In posting to his own blog under a fake name, Hiltzik was clearly abusing the trust the paper had placed in him, and the Times has a right to protect the reputation that its brand depends on. But writing praise about yourself in pseudonym-ed comments is like a sitcom using a laugh-track; pretty lame, but not ultimately harmful. It just implies that Hiltzik isn’t confident enough in his own writing to let it speak for itself (surprising for a Pulitzer-winning journalist).
But even if he himself hadn’t written the fake comments, he could as easily have gotten a friend to write similar comments under a fake name, thus sidestepping the writer-dealing-with-the-public problem. Whose “crime” would it be then?
In posting to the other blogs — outside his L.A. Times home — under false names, Hiltzik’s “crime” is even less damning. Surely Hiltzik wasn’t the only person posting to these blogs under fake names. And in posting these false comments, was Hiltzik acting on behalf of the paper or simply acting as a citizen of the Internet whose right it is to engage in this kind of anonymous discourse?
I doubt that Hiltzik would be bound by the Times’ ethical guidelines for content in an online dating profile. Does his association with the paper automatically disallow him from fully participating in this not-totally-real aspect of the Internet? If so, then he’s likely a poorer blogger for it.
Sheesh. Bloggers do not require sock puppets to make their arguments. The author of this piece is obviously unaware of very flippant about the way Hiltzik used his pseudonyms as cheerleaders for his own arguments, and as attack dogs set upon his Internet enemies. Given his fundamental misunderstanding of Hiltzik’s transgression, I’m guessing that the author read about the controversy in the mainstream media, rather than on my blog (which he fails to link to).

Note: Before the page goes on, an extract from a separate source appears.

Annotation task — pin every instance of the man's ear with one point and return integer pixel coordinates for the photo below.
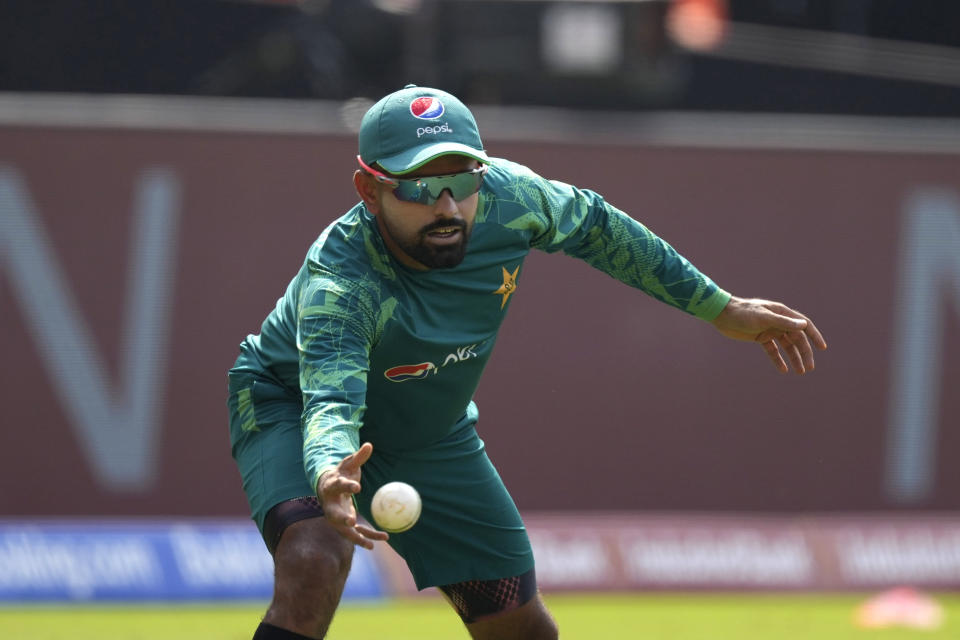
(366, 187)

L.A. Times editors must be thrilled at the way this is all being spun.
Isn’t Big Media great? Whenever you really know something about the facts of a particular story, that’s when they seem to screw it up worse than ever. And every person who experiences this thinks to himself: wow, it’s a good thing they don’t screw up other stories the way they screwed up this one.
UPDATE: I have corrected the post in response to a commenter, who notes that the piece actually does mention that Hiltzik “wr[ote] praise about [him]self in pseudonym-ed comments.” I had missed this even after reading the piece twice earlier, albeit rather quickly both times. What I had noticed was that the author seemed to think Hiltzik needed the ability to shill for himself:
Does his association with the paper automatically disallow him from fully participating in this not-totally-real aspect of the Internet? If so, then he’s likely a poorer blogger for it.
What in the world?? Hiltzik is a poorer blogger for the inability to use phony sock puppets as a chorus of cheerleaders and defenders?
This author is a bigger idiot than I’d thought. He knows what Hiltzik did, and still defends it as necessary and a blogger’s prerogative.
No wonder I misunderstood him the first time.